At the southern tip of Normandy lies the Parc Naturel du Perche. A picturesque patchwork of French countryside, seamed by winding streams and ramblers' footpaths, quilted with extensive forests and dotted with farms and orchards. Known for its tall Norman barns, local cider, and the sturdy Percheron draft horses used to pull heavy loads, it is a bucolic setting very different from the savannahs of Kenya that I am used to.
Yet here I am,
in the middle of the Perche, and less than ten metres away is an adult lion. He's about four years old, with a thick blonde mane and a nose that is still a youthful pale pink. And he is lying like a sphinx, with his head up, looking at me.
How many times have I seen a lion lie like this before, in the shade of a tree gazing out lazily over the plains? Or, waiting expectantly as a lioness approaches to rub faces with him, in that wonderful tactile way lions greet each other? Or, closing his eyes in paternal indulgence, while his small cubs clamber over his hindquarters and pounce on the tassel of his tail, as his upper lip twitches into a gentle sneer?
The pupils dilate, and the gaze becomes 100% focused - and suddenly I have felt what it might be like to be a wildebeest coming face to face with his nemesis.
But this lion's eyes barely flicker as I approach him. There is no gleam of interest, no unwavering intent, no spark of fun. Usually, for any cat, a moving target is always going to be fun to chase - whether it ends in a meal or not.
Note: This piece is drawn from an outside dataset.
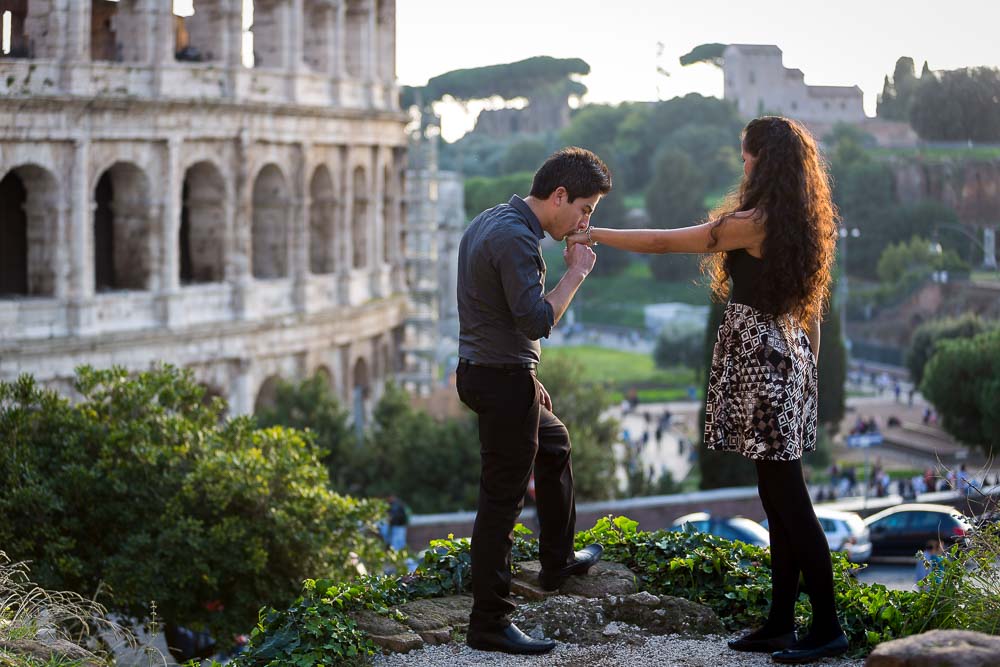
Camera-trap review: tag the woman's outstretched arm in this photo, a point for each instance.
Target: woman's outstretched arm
(739, 230)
He is not even wary of me, as any self-respecting lion in Africa has learned to be, when a human approaches on foot. This animal is weary, dispirited, and - something I have never seen before - he is bored.
I had been driving to the local market town when I noticed the circus. Across a busy road, a McDonalds, a car wash and a DIY centre face a sprawling disused supermarket allotment. But today, a huge candy-striped Big Top, and a semi-circle of trailers are ranged around the car park of the abandoned store.
Some of the trailers have barred sides and I glimpse the familiar form of a lion standing in one of the cages. Then I notice the roadside posters - on street lamp
, bus shelters and litterbins.
Beneath the headline "Visit the Zoo", white tigers and lions leap through rings of fire, or pose majestically for their portraits. I read that the circus will be in town for five days. I park, cross the road and approach the circus.
A man is uncoupling a trailer from a truck and I ask if I can walk around. Squinting at me through a curl of blue smoke from the cigarette clamped between his lips, he nods.
Four shaggy Bactrian camels stand in a roped-off area of tarmac. No grass, no trees. Just white lines where shoppers once parked and a single lamppost casting a narrow shadow - below which, pitiably, the camels have congregated.
Beyond is another trailer with more lions and tigers in it - yes, there are white ones there. The two-by-12-metre carriage, partitioned into stalls, holds at least six big cats. Some sleep, others sit or stand up, staring out at passing traffic and pedestrians, with dull eyes.
The UK government recently announced that a ban prohibiting the use of wild animals in circuses in Britain would come into effect in 2015.
How many big cats, elephants and other animals watch the world through the bars of cages, without ever having known the infinity of wilderness? Knowing, instead, the blurred scenery of tarred roads, as they travel in gaudy procession from town to town.
The frightening, flickering flames of fire as they leap, night after night, through burning rings, or dance or perform headstands, to the crack of whips and the clamour of applause.